Jane nodded agreeably, her smile only slightly less fulsome than it had been seconds earlier. “What was your great-grandmother’s name? On your mother’s side first.”

“I have no idea. Before you ask, it’s the same on my father’s side.”

“I suppose not knowing makes it easier to repeat the story, doesn’t it? The devil is in the details. Or so I’ve been told.”

“Umeh.”

“Yes, that’s so.” Jane smoothed the quilt over her knees. “What about your grandmothers’ names?”

Morgan shrugged. “I didn’t know them. Is it important?”

“No, not important. I was merely wondering. Your letters contained nothing about family. I think I might have written too much about mine.”

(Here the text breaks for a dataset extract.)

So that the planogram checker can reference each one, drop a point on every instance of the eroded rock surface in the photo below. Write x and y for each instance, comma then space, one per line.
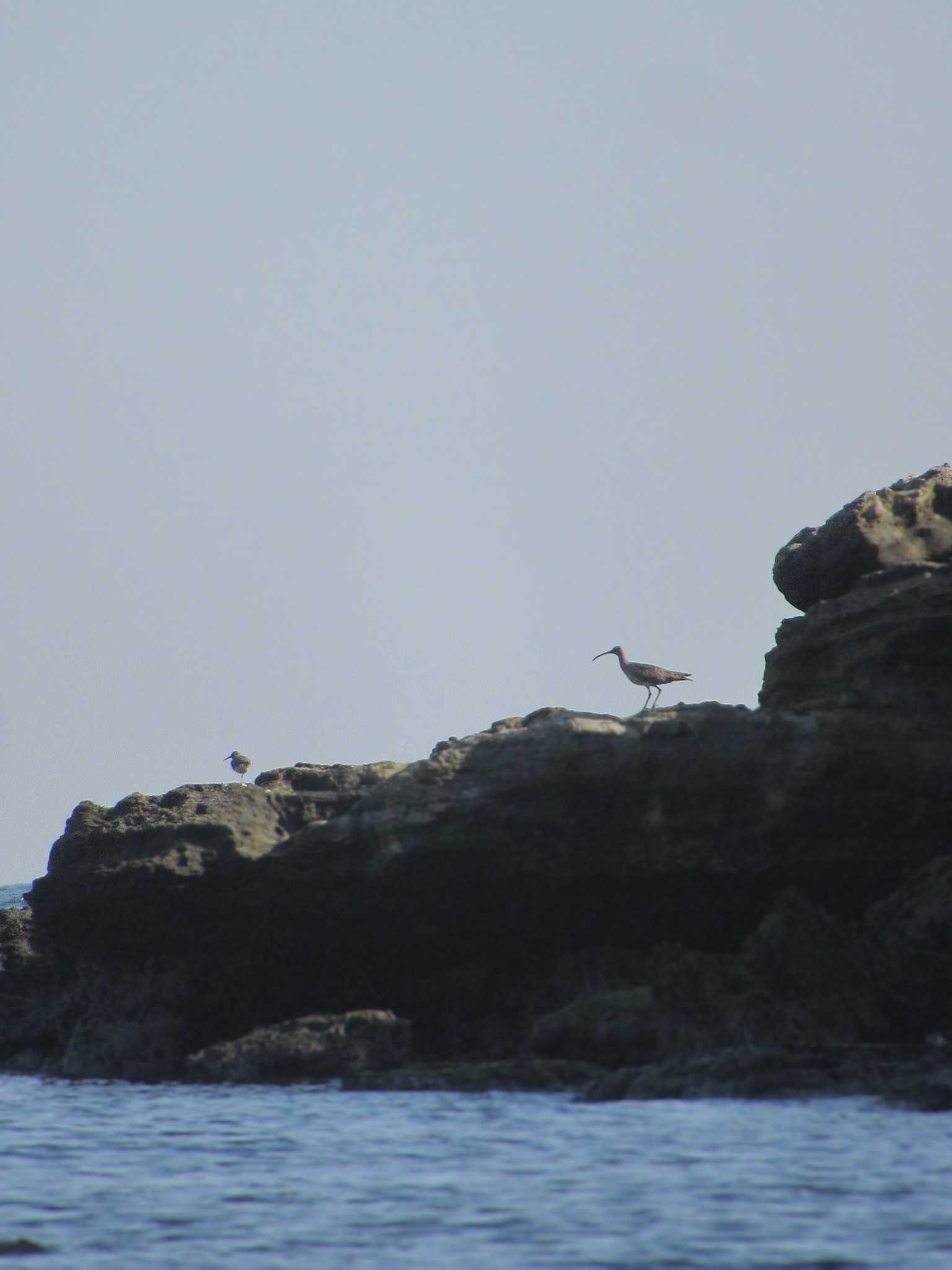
695, 900
314, 1048
907, 522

“Broad strokes,” he said. “For instance, I know your parents died when you were young. Of cholera, I believe, but you never explained how you came to live with the Ewings.”

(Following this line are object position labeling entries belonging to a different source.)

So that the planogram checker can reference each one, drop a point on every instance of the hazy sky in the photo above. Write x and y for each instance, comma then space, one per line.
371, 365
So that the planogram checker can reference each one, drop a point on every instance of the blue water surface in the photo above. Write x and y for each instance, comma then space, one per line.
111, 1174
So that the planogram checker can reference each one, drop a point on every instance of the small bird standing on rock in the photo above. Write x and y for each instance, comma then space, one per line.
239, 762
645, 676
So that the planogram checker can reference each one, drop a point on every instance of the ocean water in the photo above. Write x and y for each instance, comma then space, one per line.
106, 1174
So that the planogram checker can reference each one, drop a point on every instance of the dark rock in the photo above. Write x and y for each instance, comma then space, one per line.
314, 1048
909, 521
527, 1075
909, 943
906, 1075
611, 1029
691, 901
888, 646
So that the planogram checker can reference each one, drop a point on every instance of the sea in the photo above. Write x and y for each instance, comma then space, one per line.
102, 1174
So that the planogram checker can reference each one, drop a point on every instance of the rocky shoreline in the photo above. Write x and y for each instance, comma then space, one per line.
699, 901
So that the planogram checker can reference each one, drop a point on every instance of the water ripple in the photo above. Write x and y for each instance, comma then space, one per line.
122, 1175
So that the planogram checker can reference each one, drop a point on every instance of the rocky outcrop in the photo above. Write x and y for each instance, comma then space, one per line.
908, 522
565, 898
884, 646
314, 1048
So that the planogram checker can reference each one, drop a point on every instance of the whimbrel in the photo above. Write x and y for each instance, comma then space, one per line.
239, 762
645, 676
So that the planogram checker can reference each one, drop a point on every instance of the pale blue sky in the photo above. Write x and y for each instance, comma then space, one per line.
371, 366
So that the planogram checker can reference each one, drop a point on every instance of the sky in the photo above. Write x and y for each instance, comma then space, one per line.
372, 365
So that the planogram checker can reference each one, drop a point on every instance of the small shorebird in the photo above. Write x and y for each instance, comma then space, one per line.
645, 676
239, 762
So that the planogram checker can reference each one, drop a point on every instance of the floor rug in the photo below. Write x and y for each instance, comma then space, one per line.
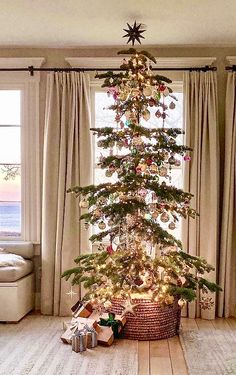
33, 347
209, 352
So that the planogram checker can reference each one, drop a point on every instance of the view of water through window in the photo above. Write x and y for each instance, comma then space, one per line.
10, 163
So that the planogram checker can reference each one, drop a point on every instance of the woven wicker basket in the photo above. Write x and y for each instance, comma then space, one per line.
151, 321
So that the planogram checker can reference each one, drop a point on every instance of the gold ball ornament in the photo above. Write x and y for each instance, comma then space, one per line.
102, 225
83, 203
181, 302
147, 91
172, 226
109, 173
164, 217
146, 115
153, 168
127, 114
137, 141
155, 214
107, 304
163, 171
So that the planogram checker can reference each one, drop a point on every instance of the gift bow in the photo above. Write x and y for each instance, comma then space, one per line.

“Did I write that my parents were missionaries?”

“No. You did not write that. I would remember.”

“Yes, I imagine you would. I also imagine I would not be here if I’d told you, although that had nothing to do with my omission. I did not know you were a godless man then.” Jane was not certain that he was now, but she kept that thought close. “I did not write about their missionary work because as a child I did not fully understand it, and it was a bone of contention growing up in Cousin Franny’s house. My mother was ‘in a bad way’ when she married my father. That is how my mother’s ‘delicate condition’ was explained to me until Alex explained it better when we were twelve. There is also some disagreement in the family as to whether or not Robert Middlebourne is my father.”

Jane tilted her head to one side, raised her hands in a helpless, but uncomplaining, gesture. “I think you can appreciate why I did not put this tawdry tale to paper. My father accepted a mission in India sometime before my second birthday. I traveled with my parents, but I have no memory of the voyage, and few memories of India except for the heat and the animals. What I recall is the return to New York, alone this time. My parents sent me away when they heard the sickness was coming. I do not know what they understood about cholera, but they meant to protect me. I lived with my mother’s mother for a short time, not out of graciousness on her part, but out of duty. When word came that my parents were dead, she would not have me any longer. My father’s parents did not claim me as one of their own so there was no room for me there. I am not certain how it happened, but I eventually came to the attention of Samuel Ewing, Esquire.”

Morgan removed the supper plate from his lap and placed it on the nightstand. Only crumbs remained. “Samuel Ewing,” he said. “That would be Cousin Frances’s husband. He took you in?”